In the body-camera video, you can see officer Henning silently orchestrate the rescue plan, motioning with his hands to both officer Raines and the firefighter as to how they are going to grab the man.
“I looked at both of them, we’re like, the conversation ain’t going nowhere, made a nod," recalled Henning. "Sure enough, in sync all three of us, the firefighter grabbed him from behind, me and him both put our arms out and pulled him over."
"We gotcha buddy, we gotcha okay," the officer can be heard saying on the body-cam video.
In just two and a half minutes, it was all over.
“It was just, that quick,” said Henning.
The officers took the man to Richmond Community Hospital, where he was voluntarily committed.
After that, it was back to work.
“We literally were at the hospital for maybe like four hours or so and we literally came right back and started running calls… Again... So yeah, it’s just another day, another call, and calls never stop,” said Raines.
The memories of that day haven’t stopped either.
“I don't think about it, really, like, what could have happened until after, then that’s when it hits you,” said Raines.
Fortunately, the officers have a lot of support, both on the job and at home.

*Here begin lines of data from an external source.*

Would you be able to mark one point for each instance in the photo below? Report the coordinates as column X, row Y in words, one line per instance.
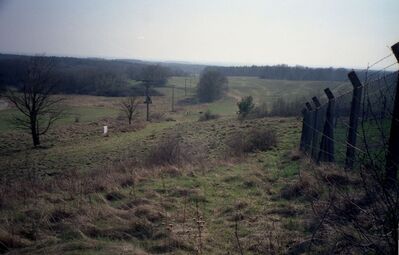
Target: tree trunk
column 35, row 137
column 34, row 132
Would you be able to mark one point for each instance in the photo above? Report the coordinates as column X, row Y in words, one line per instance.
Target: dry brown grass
column 252, row 140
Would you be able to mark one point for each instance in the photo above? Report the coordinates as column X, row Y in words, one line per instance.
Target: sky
column 337, row 33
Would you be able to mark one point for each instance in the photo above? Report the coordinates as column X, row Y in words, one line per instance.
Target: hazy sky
column 347, row 33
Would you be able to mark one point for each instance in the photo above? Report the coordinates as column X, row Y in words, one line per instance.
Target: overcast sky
column 347, row 33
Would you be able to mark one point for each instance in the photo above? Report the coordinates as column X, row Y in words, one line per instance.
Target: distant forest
column 113, row 77
column 285, row 72
column 82, row 75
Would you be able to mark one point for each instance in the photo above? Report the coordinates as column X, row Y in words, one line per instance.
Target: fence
column 361, row 122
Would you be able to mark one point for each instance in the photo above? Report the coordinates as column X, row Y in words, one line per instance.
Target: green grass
column 83, row 113
column 223, row 186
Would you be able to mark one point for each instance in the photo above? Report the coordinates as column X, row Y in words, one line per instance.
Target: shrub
column 251, row 141
column 208, row 115
column 167, row 152
column 212, row 86
column 245, row 106
column 284, row 108
column 260, row 111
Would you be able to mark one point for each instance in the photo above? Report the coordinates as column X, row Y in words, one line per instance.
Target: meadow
column 90, row 194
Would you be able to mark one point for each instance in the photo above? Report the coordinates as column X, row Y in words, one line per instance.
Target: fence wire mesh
column 327, row 127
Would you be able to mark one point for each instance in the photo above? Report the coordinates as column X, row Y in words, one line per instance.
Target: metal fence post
column 353, row 119
column 391, row 169
column 303, row 134
column 308, row 123
column 326, row 153
column 316, row 126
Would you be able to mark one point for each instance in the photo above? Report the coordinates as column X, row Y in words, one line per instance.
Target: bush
column 212, row 86
column 283, row 108
column 251, row 141
column 167, row 152
column 245, row 106
column 260, row 111
column 208, row 115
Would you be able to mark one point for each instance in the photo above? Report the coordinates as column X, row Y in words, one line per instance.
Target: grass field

“My wife’s a therapist. So it allows me to decompress and I can tell her pretty much anything,” said Raines.
And a sense of humor keeps the bond between these partners strong, especially during tough times.

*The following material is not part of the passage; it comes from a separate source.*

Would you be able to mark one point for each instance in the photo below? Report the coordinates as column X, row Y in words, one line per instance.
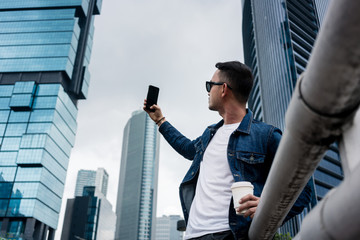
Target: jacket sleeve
column 179, row 142
column 304, row 198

“My wife’s not a therapist, so I talk to his wife,” Henning said with a laugh.
Because of their bravery, Raines and Henning were recognized at this year’s Valor Awards, a ceremony that honors the heroism of police and first responders.
Each received a bronze award for going above and beyond the call of duty that day. High above the James River, they gave a second chance to a man who had almost hit rock bottom.
Both officers said they're appreciative of the awards, but they don't do their jobs to get recognized.
"There’s a lot of officers that do things on a daily basis that are just as good if not better than what we did that day, and the public will never know about it,” said Henning and Raines.
That day on the bridge, the officers said they relied heavily on the Crisis Intervention Training they have received. That focuses on de-escalating encounters with people suffering from mental health emergencies.
CBS 6 has not been able to identify the man who tried to jump. Henning and Raines said they haven’t seen him since, but hope he is doing better.